Married at the tender age of 16, Sarla Thakral was mother to a 4 year old when she created history. In pre -partition times, the young woman took off in a two-seater plane called the Gypsy moth in 1936 in Lahore, becoming the nation’s first woman pilot to do so. She was 21 then. Her flight into the skies at that young age was ably supported by her husband. P. D Sharma was a commercial pilot himself, perhaps the reason why he was so open to the idea in those times. With him at the cheering line, she went on to complete 1000 hours of flying, also becoming the first woman pilot to have a flying license in her name. [Feature Image Credit: Tribune India]
Sarla Thakral’s life is a prime example where the men gave up their age old bastion of patriarchy to acknowledge and encourage a woman’s dream
Three years after earning her first flying license, Sarla’s husband passed away in a car crash. The second world war broke out soon after, due to which she had to discontinue her training and subsequent flying career. In one of her earlier interviews she is quoted as saying:
It wasn’t so much my husband. My father-in-law was even more enthusiastic and got me enrolled in the flying club. I knew I was breaching a strictly male bastion but I must say the men, they never made me feel out of place.
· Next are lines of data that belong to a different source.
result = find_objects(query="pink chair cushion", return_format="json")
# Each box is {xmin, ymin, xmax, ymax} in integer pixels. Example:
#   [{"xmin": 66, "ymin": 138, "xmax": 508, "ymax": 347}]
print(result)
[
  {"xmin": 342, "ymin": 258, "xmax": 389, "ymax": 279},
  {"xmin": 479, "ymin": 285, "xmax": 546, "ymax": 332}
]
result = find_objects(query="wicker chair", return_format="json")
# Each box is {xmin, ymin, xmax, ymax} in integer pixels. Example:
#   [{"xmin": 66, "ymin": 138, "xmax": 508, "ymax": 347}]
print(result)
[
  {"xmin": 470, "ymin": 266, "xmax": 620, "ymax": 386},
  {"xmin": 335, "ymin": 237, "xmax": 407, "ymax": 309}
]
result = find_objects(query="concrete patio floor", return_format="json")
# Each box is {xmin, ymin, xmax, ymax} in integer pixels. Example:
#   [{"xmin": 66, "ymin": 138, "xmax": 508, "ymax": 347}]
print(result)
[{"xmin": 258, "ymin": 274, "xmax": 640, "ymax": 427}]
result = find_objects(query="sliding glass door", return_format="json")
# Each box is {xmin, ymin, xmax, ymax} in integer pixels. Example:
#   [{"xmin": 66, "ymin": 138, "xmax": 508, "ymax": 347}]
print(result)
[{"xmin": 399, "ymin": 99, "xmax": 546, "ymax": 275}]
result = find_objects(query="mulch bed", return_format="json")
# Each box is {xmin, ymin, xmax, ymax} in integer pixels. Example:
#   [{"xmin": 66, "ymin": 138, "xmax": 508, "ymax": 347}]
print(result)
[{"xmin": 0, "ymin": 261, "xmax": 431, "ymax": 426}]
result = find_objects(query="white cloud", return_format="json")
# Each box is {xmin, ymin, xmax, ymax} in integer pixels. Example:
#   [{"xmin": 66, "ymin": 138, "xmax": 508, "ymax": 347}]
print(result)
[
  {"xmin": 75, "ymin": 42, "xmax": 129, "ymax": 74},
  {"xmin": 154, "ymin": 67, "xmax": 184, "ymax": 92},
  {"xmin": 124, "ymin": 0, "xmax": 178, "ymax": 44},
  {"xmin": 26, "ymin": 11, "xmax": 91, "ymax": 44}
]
The world war ended her piloting dreams, but not one to sit idle she undertook a diploma course in fine arts from the Mayo School at Lahore. The partition brought her to New Delhi and subsequently, she married a second time. The then translated her fine arts education then into a profession. She went on to design jewellery and costumes for illustrious clients like Vijaylakshmi Pandit, as well as the various cottage emporiums and National School Of Drama. On local support structures, her experience was uniquely progressive.
In one of her last interviews to Tribune, before she passed away in 2008, she said:
I believe in doing things with my own hands. I don’t waste time, don’t take an afternoon nap and don’t need help to cook and for other chores. Every morning I wake up and chart out my plans. If there is plenty of work I feel very happy otherwise I feel a precious day has been wasted
Sarla Thakral’s life is a prime example where the men gave up their age old bastion of patriarchy to acknowledge and encourage a woman’s dream. She dreamed of taking off in the skies, and no one clipped her wings. We hope for more stories like this.